<div style="text-align: center; display:block">
    <div style="display: inline-block">
        <h1  style="text-align: center">Word Embedding Module</h1>
        <div style="width:80%; text-align: center"><i>Author:</i> <strong>Soham Mullick</strong> </div>
    </div>
</div>

The purpose of this module is to generate custom word embedding vector from the cleaned and processed text data to be used for Final Prediction Model code

<b>Input</b> - Cleaned Data output from Text_Cleaner module

<b>Output</b> - Trained word2vec embedding object

### Introduction to Word2Vec

The word2vec algorithm finds much more efficient representations by finding vectors that represent the words. These vectors also contain semantic information about the words. Words that show up in similar contexts, such as "black", "white", and "red" will have vectors near each other. There are two architectures for implementing word2vec, CBOW (Continuous Bag-Of-Words) and Skip-gram. 

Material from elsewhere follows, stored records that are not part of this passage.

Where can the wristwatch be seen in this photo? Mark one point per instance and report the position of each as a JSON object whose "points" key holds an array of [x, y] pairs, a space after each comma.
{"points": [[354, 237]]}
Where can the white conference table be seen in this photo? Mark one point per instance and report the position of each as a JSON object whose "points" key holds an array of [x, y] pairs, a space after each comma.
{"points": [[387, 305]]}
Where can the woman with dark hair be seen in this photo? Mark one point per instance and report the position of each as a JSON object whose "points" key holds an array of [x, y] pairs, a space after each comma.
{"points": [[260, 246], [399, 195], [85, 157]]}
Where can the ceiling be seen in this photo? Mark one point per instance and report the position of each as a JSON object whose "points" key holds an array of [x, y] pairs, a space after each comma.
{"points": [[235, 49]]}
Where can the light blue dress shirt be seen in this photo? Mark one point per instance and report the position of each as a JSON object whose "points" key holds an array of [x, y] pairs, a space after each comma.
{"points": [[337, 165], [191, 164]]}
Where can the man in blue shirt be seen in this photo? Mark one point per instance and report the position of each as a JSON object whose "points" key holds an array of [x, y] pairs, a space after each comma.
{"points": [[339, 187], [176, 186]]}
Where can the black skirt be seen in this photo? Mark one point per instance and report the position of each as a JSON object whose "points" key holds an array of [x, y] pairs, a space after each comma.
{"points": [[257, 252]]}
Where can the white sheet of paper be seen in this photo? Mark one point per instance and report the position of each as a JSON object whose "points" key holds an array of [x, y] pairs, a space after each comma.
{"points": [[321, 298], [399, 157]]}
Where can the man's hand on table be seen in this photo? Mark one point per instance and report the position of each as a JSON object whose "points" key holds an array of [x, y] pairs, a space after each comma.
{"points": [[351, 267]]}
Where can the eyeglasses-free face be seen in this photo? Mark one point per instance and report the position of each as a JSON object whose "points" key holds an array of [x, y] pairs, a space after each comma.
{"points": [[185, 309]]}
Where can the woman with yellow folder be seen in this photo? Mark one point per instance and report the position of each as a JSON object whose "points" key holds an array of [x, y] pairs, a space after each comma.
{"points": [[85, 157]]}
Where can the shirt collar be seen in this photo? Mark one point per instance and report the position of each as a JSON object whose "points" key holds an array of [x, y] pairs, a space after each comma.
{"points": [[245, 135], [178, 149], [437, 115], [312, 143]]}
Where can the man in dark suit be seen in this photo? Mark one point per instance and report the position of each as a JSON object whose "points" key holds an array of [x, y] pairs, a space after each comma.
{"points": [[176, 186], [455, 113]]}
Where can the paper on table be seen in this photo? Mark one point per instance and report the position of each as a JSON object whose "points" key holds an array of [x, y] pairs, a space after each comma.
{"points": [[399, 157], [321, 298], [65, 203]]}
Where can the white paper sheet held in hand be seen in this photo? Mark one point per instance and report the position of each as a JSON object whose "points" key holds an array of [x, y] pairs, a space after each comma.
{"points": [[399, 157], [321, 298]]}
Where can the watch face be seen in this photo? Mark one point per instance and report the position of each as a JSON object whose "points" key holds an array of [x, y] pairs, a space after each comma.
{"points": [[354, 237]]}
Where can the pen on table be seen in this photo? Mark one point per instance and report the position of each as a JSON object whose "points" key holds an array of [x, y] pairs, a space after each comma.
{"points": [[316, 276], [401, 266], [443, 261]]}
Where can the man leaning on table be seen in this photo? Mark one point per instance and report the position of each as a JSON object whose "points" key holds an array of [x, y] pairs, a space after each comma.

A word embedding is a way of representing text where each word in the vocabulary is represented by a real valued vector in a high-dimensional space. The vectors are learned in such a way that words that have similar meanings will have similar representation in the vector space (close in the vector space). This is a more expressive representation for text than more classical methods like bag-of-words, where relationships between words or tokens are ignored, or forced in bigram and trigram approaches.
  
In this implementation, we'll be using the skip-gram architecture because it performs better than CBOW. Here, we pass in a word and try to predict the words surrounding it in the text. In this way, we can train the network to learn representations for words that show up in similar contexts.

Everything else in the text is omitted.